Silicon Valley Reeling Under High Vacancy Rates (CBG, AMAT, JAVA, ADBE)
According to a report published in Bloomberg, the Silicon Valley is suffering from a glut of empty high rises and office parks ever since the dot-com bust. As a result, owners of commercial properties around this region are unable to sustain average rents.
CB Richard Ellis Group Inc (NYSE: CBG) indicated that over 43 million square feet (4 million square meters), an equivalent of 15 Empire State Buildings, were vacant at the end of 3Q09, marking the highest vacancy in about five years.
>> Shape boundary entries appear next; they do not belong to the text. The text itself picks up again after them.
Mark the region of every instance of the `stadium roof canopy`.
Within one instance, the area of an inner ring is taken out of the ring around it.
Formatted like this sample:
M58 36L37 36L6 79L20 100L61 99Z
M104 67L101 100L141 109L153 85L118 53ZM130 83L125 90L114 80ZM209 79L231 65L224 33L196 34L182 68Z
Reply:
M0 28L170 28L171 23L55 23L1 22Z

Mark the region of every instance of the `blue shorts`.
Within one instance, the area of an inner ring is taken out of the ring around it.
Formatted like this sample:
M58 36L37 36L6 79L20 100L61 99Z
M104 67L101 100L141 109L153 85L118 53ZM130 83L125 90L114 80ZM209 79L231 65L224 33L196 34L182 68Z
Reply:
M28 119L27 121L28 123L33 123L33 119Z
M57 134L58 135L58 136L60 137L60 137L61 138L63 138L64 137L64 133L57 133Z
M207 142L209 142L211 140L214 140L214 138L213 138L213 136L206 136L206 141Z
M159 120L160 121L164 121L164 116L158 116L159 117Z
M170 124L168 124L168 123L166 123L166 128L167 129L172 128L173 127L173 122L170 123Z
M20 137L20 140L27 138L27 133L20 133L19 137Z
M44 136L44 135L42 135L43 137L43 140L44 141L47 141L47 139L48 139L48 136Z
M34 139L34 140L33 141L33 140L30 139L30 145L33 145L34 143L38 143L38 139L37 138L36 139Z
Meanwhile, 11 empty office buildings, accounting for about 3 million square feet of the best quality space, are lying vacant in San Jose, Sunnyvale and Palo Alto.
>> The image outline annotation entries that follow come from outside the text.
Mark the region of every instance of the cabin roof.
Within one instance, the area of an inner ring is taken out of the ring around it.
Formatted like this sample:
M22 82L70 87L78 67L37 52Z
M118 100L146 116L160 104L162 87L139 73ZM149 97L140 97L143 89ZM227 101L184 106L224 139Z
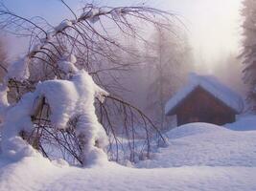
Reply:
M221 83L215 76L191 74L187 86L179 90L167 102L165 106L165 114L174 115L179 104L198 87L208 92L214 97L233 110L236 114L240 114L244 110L244 101L242 97L231 89Z

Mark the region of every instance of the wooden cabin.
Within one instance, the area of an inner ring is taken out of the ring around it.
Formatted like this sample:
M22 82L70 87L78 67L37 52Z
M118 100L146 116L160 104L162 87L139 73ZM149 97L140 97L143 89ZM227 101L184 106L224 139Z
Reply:
M244 109L243 99L213 76L191 74L186 87L166 104L167 116L176 116L177 126L191 122L232 123Z

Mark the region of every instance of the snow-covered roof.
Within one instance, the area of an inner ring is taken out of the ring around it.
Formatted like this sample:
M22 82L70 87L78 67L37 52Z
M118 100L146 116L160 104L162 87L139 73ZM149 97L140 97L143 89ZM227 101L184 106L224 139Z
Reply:
M242 113L244 101L242 97L228 87L221 84L215 76L198 75L191 74L188 85L177 92L166 104L165 114L172 115L175 109L196 88L200 87L223 104L233 109L237 114Z

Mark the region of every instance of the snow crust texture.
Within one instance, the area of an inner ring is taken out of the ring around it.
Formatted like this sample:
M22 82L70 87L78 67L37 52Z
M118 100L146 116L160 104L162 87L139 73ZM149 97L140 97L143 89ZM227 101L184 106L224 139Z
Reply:
M170 145L155 150L152 159L138 163L140 168L113 162L78 168L41 156L18 162L0 157L0 190L256 190L255 131L194 123L168 136Z
M32 117L45 99L50 106L51 122L57 129L65 129L69 120L77 119L75 131L82 143L81 157L84 165L107 161L104 148L108 140L105 129L98 121L94 107L95 97L103 101L107 93L94 83L88 73L78 70L75 62L74 55L65 55L58 66L66 74L66 80L54 79L38 83L35 92L25 94L14 105L9 105L8 88L3 85L0 94L1 110L4 111L1 112L1 146L6 157L18 160L37 154L19 138L19 134L22 131L32 132Z

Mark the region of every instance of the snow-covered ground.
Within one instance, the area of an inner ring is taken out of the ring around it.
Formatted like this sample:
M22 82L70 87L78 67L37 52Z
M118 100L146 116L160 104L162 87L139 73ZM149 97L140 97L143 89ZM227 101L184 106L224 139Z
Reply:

According to Jon Haveman of Beacon Economics, a consulting firm in San Rafael, California, the situation in the Silicon Valley is similar to the bubble bursting in the residential market. He also predicts that the vacancy levels are unlikely to decline in the foreseeable future.
Haveman has also forecasted the doubling of commercial property foreclosures in 2010. Job growth in the area, which has seen enormous cuts by Applied Materials Inc (NASDAQ: AMAT), Sun Microsystems Inc (NASDAQ: JAVA) and Adobe Systems Inc (NASDAQ: ADBE), may not return for another two years, he added.